De nouveau, comme Bailey l'a suggéré en 1992, nous pouvons voir ici une allusion aux louanges faites par Peyrenc de Moras à la vertu, la morale et la constance féminine de sa très jeune épouse. Le même sujet avait été interprété par François Boucher en 1745 (musée Jacquemart André, Paris) et qui mettait beaucoup plus l'accent sur le plaisir des sens en représentant Diane et ses nymphes se rafraichissant à demi-nues sur les bords d'un ruisseau.
Les couleurs de notre tableau sont vives et éclatantes, et une fois de plus, Le Moyne nous présente son talent en peignant avec un souci de réalisme le pelage des deux chiens, la biche et le plumage des perdrix posées sur le sol dans le coin gauche. Les corps des chasseuses, la sensualité de leurs membres, et les couleurs lumineuses de l'ensemble (le ton rouge-orangé de l'étoffe, les différentes gammes de bleu-outremer, bleu gris et celles des autres vêtements et des carquois) sont très comparables à ceux de Vénus montrant à Cupidon l'ardeur de ses flèches.

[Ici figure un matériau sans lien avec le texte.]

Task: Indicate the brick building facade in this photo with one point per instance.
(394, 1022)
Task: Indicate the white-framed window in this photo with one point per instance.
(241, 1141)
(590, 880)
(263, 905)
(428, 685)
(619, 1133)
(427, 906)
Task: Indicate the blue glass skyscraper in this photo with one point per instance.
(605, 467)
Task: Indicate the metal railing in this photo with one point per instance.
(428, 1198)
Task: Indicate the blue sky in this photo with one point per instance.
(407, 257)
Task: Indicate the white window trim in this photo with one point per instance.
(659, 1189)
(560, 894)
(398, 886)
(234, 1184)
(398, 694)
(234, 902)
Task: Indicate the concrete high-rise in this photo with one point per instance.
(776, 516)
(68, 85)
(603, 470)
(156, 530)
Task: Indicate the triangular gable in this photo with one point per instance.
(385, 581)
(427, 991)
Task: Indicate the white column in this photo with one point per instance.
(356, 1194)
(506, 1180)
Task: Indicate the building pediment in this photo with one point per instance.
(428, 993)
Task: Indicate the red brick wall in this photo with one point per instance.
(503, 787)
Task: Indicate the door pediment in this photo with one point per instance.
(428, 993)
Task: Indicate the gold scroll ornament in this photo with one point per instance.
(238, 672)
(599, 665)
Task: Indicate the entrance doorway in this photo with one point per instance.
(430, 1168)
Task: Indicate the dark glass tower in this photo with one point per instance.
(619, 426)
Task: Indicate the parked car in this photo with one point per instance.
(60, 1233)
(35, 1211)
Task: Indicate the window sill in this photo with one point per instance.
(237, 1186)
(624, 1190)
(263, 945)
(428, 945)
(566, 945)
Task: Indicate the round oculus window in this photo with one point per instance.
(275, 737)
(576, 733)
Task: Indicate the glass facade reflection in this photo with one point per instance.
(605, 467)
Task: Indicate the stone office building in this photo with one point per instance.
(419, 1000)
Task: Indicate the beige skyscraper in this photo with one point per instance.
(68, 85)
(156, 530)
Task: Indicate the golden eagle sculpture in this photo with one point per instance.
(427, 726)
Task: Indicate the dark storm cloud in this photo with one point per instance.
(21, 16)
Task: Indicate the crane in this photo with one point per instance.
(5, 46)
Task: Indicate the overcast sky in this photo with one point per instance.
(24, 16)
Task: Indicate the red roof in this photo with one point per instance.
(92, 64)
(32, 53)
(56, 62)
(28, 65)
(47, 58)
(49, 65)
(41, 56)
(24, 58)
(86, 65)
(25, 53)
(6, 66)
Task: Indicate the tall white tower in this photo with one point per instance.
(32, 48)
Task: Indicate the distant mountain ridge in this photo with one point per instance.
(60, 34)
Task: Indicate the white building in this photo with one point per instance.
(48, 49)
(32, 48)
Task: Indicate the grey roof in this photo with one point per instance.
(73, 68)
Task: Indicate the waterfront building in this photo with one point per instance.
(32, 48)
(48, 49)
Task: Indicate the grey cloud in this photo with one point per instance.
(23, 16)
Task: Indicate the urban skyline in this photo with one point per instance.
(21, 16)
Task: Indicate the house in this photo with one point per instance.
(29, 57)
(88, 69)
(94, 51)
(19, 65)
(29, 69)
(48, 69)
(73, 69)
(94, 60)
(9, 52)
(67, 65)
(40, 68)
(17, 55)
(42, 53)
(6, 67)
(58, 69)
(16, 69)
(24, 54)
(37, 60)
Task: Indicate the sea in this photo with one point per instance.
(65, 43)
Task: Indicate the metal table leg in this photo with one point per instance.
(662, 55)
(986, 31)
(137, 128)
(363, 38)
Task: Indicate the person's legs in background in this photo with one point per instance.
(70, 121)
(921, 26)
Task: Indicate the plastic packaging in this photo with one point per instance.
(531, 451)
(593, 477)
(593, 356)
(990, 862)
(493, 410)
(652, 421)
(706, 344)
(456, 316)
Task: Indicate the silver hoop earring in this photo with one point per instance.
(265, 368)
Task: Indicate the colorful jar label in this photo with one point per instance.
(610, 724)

Deux dessins préliminaires de la figure de Diane sont maintenant identifiés avec certitude, l'un qui serait actuellement dans une collection privée des Etats-Unis et l'autre au Cabinet des Arts Graphiques du Louvre.
Nous remercions monsieur Bordeaux de nous avoir confirmé l'authenticité de cette œuvre et d'avoir rédigé cette notice.
Notre tableau sera publié dans le supplément du catalogue raisonné de François Le Moyne actuellement en préparation par le professeur Jean-Luc Bordeaux.